The Last Star (The 5th Wave, #3)

I’M PROBABLY going to regret this.

Keeping Constance around is like finding a viper in bed with your kids. Going after it risks hurting the kids more than the snake.

So I almost let Zombie do it. It was tempting. But a millisecond before the bullet exits the barrel, I ram my open palm into his elbow, throwing off the shot. His gun is in my hand by the time the report sounds.

He whirls around, his hand balled into a fist, which is aimed at my head. I catch it.

Zombie’s shoulder jerks on impact—as if he’s punched a brick wall—and then his mouth drops open and his eyes grow wide with astonishment and disbelief, a reaction so clichéd and predictable, he almost does it: He almost gets me to smile.

Almost.

“Ringer?” he says.

I nod. “Sergeant.”

His knees wobble. He falls into me and presses his face against my neck, and over his shoulder I can see Constance smiling at us. I’m not sure who’s holding up whom at this point.

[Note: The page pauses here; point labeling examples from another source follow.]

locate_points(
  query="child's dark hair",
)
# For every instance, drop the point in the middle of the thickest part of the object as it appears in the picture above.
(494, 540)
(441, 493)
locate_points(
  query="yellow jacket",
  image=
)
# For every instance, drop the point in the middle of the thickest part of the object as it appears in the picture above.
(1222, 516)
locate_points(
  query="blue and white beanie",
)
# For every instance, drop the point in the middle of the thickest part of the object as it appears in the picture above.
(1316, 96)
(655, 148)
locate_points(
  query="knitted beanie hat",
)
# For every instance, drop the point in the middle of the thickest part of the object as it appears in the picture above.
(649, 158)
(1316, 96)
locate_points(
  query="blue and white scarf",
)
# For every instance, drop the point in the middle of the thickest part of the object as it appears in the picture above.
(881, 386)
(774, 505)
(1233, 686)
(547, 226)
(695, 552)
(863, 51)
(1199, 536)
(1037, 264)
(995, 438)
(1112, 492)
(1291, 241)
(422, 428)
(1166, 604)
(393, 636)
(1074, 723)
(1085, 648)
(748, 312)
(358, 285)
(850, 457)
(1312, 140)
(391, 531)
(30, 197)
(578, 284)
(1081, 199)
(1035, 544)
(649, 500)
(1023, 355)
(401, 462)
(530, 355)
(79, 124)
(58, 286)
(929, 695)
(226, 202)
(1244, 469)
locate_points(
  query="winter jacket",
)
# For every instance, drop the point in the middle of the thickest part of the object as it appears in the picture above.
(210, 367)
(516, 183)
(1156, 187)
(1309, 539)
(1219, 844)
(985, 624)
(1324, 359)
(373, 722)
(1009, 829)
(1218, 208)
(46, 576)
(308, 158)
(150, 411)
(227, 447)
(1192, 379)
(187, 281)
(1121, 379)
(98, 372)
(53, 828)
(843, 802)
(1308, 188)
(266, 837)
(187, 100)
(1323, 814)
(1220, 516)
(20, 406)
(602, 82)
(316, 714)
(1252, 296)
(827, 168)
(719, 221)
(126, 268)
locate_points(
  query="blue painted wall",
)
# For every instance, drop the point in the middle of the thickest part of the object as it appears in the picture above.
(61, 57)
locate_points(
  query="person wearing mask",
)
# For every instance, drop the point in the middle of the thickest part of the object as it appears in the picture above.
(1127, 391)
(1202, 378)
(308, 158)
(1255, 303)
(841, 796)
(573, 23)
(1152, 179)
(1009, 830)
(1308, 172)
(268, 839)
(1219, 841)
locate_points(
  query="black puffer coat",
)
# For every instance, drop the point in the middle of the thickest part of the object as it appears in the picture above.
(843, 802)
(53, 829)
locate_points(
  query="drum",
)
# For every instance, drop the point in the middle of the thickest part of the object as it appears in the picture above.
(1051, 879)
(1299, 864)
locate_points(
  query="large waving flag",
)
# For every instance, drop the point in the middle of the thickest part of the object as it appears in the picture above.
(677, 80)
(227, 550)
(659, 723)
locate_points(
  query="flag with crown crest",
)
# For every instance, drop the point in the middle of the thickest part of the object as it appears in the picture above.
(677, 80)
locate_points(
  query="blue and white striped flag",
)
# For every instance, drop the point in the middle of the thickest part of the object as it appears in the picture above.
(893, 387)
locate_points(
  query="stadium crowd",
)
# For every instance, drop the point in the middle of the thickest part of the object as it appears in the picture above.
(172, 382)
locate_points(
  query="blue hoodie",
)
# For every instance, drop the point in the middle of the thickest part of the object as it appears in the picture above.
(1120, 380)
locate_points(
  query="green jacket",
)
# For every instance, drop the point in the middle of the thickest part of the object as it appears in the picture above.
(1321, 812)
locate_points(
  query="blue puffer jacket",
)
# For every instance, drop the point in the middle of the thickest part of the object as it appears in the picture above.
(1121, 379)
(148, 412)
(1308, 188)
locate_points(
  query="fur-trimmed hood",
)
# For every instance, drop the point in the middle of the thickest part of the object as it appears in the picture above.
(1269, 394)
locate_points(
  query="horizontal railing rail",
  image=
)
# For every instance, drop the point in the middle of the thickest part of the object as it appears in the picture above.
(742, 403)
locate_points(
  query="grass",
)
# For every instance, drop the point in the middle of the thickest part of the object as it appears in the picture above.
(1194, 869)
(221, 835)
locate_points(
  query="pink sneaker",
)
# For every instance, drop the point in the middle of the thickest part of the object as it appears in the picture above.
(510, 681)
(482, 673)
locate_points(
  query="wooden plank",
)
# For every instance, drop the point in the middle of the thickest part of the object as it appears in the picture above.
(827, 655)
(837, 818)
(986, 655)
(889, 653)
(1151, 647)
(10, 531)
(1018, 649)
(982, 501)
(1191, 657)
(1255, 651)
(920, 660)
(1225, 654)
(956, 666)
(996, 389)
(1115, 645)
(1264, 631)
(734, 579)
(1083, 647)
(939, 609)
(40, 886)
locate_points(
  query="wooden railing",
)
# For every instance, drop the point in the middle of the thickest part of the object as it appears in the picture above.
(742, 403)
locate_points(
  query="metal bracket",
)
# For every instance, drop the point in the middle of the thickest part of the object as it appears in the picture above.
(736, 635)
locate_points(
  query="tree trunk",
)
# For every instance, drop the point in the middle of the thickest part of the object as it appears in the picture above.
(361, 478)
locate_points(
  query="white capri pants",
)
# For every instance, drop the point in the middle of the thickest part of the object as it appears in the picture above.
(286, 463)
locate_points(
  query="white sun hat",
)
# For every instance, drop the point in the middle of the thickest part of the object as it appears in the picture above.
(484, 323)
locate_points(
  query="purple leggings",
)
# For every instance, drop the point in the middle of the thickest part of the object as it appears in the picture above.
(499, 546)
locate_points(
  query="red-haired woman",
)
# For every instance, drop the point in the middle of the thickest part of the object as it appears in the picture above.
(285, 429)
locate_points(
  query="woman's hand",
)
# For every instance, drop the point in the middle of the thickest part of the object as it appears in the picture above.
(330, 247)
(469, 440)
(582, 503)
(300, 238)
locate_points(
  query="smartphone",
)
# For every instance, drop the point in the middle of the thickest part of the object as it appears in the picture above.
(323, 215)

Using the 12th System, I pour myself into him. Where there is pain, I give comfort. Where there is fear, hope. Where there is rage, peace.

“It’s all right,” I tell him, looking at Constance. “She’s with me. You’re safe now, Zombie. We’re all perfectly safe.”

My first lie to him. It won’t be the last.





30


HE PULLS OUT of my arms. His eyes wander over the starlit fields, the road beyond, the bare, uplifted arms of the trees. He wants to ask but doesn’t want to, either. I tense, waiting for the question. Is it cruel to make him say it aloud?

“Teacup?”

I shake my head.

He nods. Lets out the deep breath he’s holding. Finding me was a kind of miracle, and when one miracle happens, you expect another.

“The little shit,” he mutters. Looking away. Fields, road, trees. “She snuck off on me, Ringer.” He gives me a hard look. “How?”

I say the first thing that pops into my head. “One of them.” I nod toward the pit. The second lie. “We’ve been dodging them all winter.” The third. It’s like I’ve jumped off a cliff—or pushed Zombie off. With each lie, he recedes from me, accelerating as we fall.

“But not Cup.” He steps over to the pit and stares into the mass of decomposing remains. “Is she in here?”

Constance jumps into the conversation; I’m not sure why. “No. We gave her a proper burial, Ben.”

Zombie looks at her. Glowering. “Who. The fuck. Are you?”

Her smile expands. “My name is Constance. Constance Pierce. I’m sorry. I know we’ve never met, but it feels like I know you. You’re practically all Marika talks about.”

He stares at her for a second. “Marika,” he echoes.

“That would be me,” I tell him.

Now staring at me. “You never told me your name was Marika.”

“You never asked.”

“I never . . . ?” He hiccups a humorless laugh and shakes his head. Then, without another word, he drops into the pit. I rush to the edge, thinking he’s lost his mind, gone Dorothy, that Teacup’s death was the final, tiny straw that broke his back. Why else would he jump in there? Then I see him grab his rifle, sling it over his shoulder, and crawl back to the edge. We lock our fingers around each other’s wrists and I pull him out.

“Where’re the others?” he demands.

“Others?” That loaded word.

“Survivors. Are they in the caves?”

I shake my head. “There are no other survivors, Zombie.”

“Just Marika and me,” Constance chirps. Why does she have to be so goddamned cheerful?

Zombie ignores her. “Dumbo’s been shot,” he informs me. “I left him in Urbana. Let’s go.”

He brushes past me and strides toward the road without looking back. Constance is watching me.

“My! Isn’t he a cutie?”

I tell her to fuck off.





31


I FALL IN next to him. Constance trails several yards behind—out of normal human earshot, but Constance isn’t a normal human. Zombie walks with shoulders hunched, head thrust forward, eyes darting up, down, side to side. The road stretches before us, cutting across rolling farmland that will never be farmland again.

“What Teacup did was her choice,” I say. “Not your fault, Zombie.”

A sharp shake of his head, then: “Why didn’t you come back?”

Deep breath. Time to lie again. “Too risky.”

“Yeah. Well. It’s all about the risk, isn’t it?” Then: “Poundcake is dead.”

“Impossible.” I saw the surveillance tape. I counted the people in the safe house. If Poundcake’s dead, who’s the extra person?

“Impossible? Really?” he says. “How do you figure?”

“What happened?”

He waves his hand at me like he’s brushing away a gnat. “Had a little trouble after you left. Long story. Short story: Walker found us. Vosch found us. A Silencer found us. Then Cake blew himself up.” His eyes close briefly, snap open again. “We rode out the rest of the winter in the dead Silencer’s safe house. We have four days left, which is why Bo and I decided to come for you.” He swallows. “Why I decided.”